Mixed culture
Xin says the clay figurines offer references for studies into the Sixteen Kingdoms period, but they also compose the most confusing part. For example, while other unearthed artifacts indicate the tomb was dug during the Former Qin because they look similar to those in previously found tombs of that kingdom, some horse figurines don't have stirrups while artifacts from other contemporaneous tombs do. Academics consider the earliest use of stirrups in warfare to have taken place in the Sixteen Kingdoms period.
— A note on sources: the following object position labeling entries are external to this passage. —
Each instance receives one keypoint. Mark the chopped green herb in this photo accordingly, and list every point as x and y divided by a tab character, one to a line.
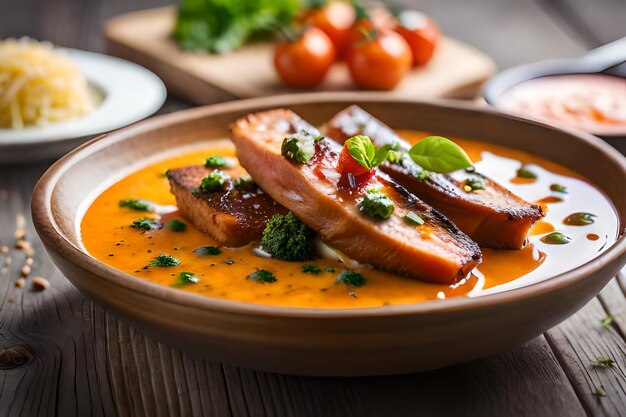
216	162
439	154
365	153
299	147
376	204
579	219
135	204
163	261
261	275
215	181
351	278
556	238
603	363
524	172
422	175
219	26
311	269
245	181
145	224
287	238
474	183
186	278
558	188
394	157
413	218
176	225
207	250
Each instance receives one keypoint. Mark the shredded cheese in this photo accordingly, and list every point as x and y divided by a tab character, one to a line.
39	85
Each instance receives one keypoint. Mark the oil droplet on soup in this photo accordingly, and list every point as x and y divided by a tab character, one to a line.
222	272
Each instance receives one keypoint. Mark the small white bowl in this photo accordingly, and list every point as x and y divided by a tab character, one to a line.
130	93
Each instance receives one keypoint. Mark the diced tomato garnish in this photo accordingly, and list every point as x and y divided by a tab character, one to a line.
348	165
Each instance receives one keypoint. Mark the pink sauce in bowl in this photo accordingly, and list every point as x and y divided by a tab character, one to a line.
594	103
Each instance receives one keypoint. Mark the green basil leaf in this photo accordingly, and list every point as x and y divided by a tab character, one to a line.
438	154
381	155
362	150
It gradually expanded westward and changed military history.
Xin says he expects comparative studies to give new ideas tracing its origins and development.
Pottery discovered at the tombs, such as green-glazed pots, show typical styles from southeastern China at the time, and the aesthetics of Chang'an are exhibited by hair buns.
"These artifacts strongly showcase their time," Zhu Yanshi, a researcher at the Institute of Archaeology of the Chinese Academy of Social Sciences, tells China Daily.
"That is a time when the north and south communicated in depth, and different cultures mixed."
Zhu says horse-riding nomadic people during the Sixteen Kingdoms period tried to establish their own kingdoms in central China and preferred to set their capitals in Chang'an and Luoyang. Both were metropolises during the Han (202 BC-220 AD) and Tang (618-907) dynasties.